Late Roman Empire (284-476), Diocletian, Maximian

Late Roman Empire, Diocletian, Maximian: Christianity [1/3]

Christianity was opposed by Maximian and Galerius, tolerated by Constantius-I Chlorus and, at least early on, was favoured by Diocletian. In 297 Diocletian issued a rigorous edict against Manichaeism, a major religious movement in Persia, founded by the Persian prophet Manichaeus (c.216-276), which Diocletian said endangered the Empire.

According to Eusebius of Caesarea (260/65-339/40), the persecution of Christians seems to have started with purging from the army, where they served all four rulers in substantial numbers. Galerius proceeded cautiously at first, stripping officers of their titles and discharging the rank and file, but he gradually put more and more to death.

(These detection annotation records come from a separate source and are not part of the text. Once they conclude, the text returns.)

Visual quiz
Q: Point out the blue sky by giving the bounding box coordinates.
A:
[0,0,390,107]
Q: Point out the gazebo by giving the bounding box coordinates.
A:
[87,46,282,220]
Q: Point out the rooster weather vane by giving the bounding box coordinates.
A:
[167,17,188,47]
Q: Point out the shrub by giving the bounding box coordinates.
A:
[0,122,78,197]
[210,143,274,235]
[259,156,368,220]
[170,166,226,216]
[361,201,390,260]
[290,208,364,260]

 Diocletian apparently turned against the religion in 302 during a visit to Antioch when a Christian interrupted a sacrifice by making the sign of the cross. In 303 Diocletian issued his first general edict commanding that churches be levelled to the ground, scriptures burned, persons holding places of honour degraded, and household servants who refused to submit to be deprived of their freedom.

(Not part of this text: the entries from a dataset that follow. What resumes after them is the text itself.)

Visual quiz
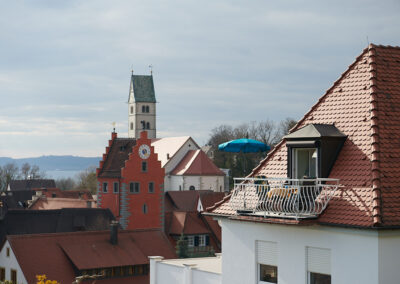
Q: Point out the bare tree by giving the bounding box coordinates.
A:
[21,163,31,179]
[0,163,19,191]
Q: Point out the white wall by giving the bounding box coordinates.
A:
[0,241,28,284]
[221,218,386,284]
[168,175,224,192]
[150,261,221,284]
[379,231,400,284]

Soon after the beginning of the persecution in Nicomedia (Bithynia), two attempts were made to usurp the imperial power, one in Cappadocia, and the other in Syria Coele. Details of the revolution in Cappadocia have not been recorded, but the revolt in Syria was led by 01Eugenius, a tribune whose discontented soldiers had proclaimed him emperor. The men started drinking and then marched to Antioch where its citizens easily overcame the drunken throng of men.

Although it seems that there was no evidence of Christian involvement in these events, Diocletian used these uprisings as a pretext for further edicts against Christianity. Diocletian’s second edict ordered ecclesiastical leaders arrested and imprisoned; a third arranged for all prisoners to be set free on the condition that they sacrificed to the gods but stipulated that those that refused to be punished.

In 304 Diocletian, dangerously ill and tired, was persuaded by Galerius to issue a fourth edict requiring ‘that all citizens in every country in each city offer sacrifices publicly and libations to the idols’. This was a declaration of war not only on churches, scriptures, and members of the clergy but on all the faithful without regard to status, age or sex. Galerius probably applied it first in areas that he ruled, Macedonia and Pannonia, and from there spread throughout the Empire.